For golf fans, the competition was a nail-biter, as Thomas and three others fought for the win to the final hole. For non-golf fans, this event pointed to the power of cultural events in our society. Just 20 years, another young golfer soared onto the greens and changed the course of sports history. In 1997, Tiger Woods became the first black golfer to win the Masters, admittedly the Super Bowl of golf, held at the iconic country club in Augusta, GA. Clifford Roberts, founder of this legendary tournament, once said: "As long as I'm alive, golfers will be white, and caddies will be black." 

Things can change, thankfully.

Sadly, the 20 years since Woods won that first green jacket have been rocked by sports-related injuries and serious personal challenges, and both seem to have sidelined his career, despite a fine number of other golf accomplishments. In fact, the Thursday that began this year's PGA tournament was the day new sources announced Woods' plea in court over his DUI charges which stem from a misuse of pain and sleep medications. He was absent from the tournament, again.
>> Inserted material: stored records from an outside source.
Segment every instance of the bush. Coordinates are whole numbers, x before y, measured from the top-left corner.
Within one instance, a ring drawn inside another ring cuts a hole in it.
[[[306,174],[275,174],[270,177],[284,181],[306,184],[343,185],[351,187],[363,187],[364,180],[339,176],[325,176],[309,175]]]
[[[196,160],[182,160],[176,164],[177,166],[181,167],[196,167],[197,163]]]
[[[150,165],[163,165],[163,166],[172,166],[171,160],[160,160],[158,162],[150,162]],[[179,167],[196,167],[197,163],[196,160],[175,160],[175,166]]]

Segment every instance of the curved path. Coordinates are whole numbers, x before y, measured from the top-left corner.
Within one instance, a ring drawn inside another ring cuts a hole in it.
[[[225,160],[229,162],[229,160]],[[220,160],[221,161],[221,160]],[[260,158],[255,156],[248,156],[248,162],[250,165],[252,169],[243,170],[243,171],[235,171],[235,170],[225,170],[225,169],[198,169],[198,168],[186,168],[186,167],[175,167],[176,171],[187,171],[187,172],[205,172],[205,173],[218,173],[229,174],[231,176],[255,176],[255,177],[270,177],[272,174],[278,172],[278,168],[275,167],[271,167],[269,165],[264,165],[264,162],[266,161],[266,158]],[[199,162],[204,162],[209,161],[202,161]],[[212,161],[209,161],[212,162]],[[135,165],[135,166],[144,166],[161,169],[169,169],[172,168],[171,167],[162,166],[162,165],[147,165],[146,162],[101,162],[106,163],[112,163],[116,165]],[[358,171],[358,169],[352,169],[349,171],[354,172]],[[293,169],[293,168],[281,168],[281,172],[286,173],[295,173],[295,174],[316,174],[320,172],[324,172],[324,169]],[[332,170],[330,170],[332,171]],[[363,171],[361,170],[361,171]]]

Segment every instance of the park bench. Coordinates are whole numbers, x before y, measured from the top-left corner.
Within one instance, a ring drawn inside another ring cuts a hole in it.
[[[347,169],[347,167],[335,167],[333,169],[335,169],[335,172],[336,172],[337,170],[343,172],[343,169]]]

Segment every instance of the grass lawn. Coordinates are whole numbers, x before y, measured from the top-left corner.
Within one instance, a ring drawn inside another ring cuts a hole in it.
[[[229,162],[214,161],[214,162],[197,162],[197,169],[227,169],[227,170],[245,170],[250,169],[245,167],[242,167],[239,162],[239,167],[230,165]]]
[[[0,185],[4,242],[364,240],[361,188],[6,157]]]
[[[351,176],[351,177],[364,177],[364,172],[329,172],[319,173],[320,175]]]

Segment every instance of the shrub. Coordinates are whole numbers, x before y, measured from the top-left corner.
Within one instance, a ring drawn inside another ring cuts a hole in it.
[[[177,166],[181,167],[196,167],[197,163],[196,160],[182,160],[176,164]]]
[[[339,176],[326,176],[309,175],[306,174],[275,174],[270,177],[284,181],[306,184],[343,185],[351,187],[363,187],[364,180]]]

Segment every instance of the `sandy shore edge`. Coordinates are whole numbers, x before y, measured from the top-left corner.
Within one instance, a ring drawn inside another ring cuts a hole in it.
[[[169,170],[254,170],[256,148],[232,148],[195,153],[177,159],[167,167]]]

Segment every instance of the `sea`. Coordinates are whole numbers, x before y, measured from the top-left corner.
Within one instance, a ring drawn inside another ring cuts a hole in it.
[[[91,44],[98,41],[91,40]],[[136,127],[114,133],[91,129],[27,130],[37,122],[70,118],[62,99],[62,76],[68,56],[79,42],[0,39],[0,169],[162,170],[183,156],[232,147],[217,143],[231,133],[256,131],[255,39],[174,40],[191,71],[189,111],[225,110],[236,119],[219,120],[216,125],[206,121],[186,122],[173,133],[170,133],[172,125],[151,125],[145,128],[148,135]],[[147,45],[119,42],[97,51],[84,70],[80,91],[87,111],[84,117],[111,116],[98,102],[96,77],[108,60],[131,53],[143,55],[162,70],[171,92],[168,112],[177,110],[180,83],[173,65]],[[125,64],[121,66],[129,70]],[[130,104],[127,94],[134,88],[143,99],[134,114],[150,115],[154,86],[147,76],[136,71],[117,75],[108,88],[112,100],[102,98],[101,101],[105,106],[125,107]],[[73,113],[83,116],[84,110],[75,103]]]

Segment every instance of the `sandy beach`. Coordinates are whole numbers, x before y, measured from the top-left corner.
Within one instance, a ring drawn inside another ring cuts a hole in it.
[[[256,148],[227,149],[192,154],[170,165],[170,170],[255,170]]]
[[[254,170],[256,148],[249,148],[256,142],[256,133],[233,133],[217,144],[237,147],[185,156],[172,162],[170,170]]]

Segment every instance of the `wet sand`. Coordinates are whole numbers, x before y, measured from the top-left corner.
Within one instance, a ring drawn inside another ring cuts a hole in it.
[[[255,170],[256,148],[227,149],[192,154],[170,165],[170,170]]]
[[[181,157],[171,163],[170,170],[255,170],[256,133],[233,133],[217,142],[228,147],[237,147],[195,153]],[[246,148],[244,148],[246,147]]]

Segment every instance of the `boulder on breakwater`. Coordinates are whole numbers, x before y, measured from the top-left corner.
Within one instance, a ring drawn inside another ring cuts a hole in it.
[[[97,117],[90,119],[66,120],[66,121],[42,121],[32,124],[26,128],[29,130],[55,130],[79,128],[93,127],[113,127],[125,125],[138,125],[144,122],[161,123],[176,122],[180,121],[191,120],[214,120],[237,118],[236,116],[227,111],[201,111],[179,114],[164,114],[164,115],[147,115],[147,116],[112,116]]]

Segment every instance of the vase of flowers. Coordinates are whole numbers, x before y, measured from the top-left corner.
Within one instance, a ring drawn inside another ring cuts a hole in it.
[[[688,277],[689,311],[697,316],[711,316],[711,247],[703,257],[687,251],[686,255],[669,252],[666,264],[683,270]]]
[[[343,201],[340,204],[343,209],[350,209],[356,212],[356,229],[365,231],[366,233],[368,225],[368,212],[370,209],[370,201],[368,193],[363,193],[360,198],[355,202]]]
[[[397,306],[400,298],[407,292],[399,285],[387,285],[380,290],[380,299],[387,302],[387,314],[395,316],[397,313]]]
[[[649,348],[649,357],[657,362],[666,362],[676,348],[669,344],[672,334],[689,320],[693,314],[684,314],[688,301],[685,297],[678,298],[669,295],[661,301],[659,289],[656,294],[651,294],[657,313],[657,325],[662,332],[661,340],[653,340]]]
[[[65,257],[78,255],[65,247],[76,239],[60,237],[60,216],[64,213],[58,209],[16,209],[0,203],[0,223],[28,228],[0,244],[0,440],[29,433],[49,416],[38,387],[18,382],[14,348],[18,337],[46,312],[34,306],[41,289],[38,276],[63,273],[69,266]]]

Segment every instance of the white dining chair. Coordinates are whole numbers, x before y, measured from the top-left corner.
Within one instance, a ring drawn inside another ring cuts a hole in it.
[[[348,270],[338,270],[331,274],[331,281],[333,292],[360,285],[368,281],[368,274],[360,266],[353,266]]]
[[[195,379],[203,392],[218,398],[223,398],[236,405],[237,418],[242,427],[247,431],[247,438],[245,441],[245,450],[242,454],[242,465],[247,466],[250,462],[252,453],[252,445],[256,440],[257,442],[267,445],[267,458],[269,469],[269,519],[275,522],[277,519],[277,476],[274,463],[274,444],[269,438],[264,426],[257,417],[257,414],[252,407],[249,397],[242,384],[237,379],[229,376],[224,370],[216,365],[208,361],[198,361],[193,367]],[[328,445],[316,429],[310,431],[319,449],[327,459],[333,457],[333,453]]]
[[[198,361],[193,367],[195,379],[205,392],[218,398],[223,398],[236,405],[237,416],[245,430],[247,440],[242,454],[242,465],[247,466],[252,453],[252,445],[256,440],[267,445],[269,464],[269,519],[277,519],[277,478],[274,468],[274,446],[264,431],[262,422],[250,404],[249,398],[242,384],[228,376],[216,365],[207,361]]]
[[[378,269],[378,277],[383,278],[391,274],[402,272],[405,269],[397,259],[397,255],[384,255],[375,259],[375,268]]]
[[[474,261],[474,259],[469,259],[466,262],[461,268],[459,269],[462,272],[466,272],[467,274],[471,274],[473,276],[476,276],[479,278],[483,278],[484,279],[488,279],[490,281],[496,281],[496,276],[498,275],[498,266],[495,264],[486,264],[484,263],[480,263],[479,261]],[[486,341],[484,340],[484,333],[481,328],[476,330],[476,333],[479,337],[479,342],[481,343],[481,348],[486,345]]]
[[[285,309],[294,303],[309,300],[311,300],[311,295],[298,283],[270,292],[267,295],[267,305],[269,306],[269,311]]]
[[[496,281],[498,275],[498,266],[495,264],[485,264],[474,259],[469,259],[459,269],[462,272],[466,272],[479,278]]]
Things can change, tragically.

In the span of eight short years, the United States went from electing its first black president to having his successor breath cultural oxygen into the social evil of racism. Our society is energized by culture, as we look to sports heroes, artists, celebrities, scientists, and writers to stretch us and remind us who we can become. We also go to church to remember who we are: children of God, created and loved by a Father who has no favorite children. 

Things can change, gracefully.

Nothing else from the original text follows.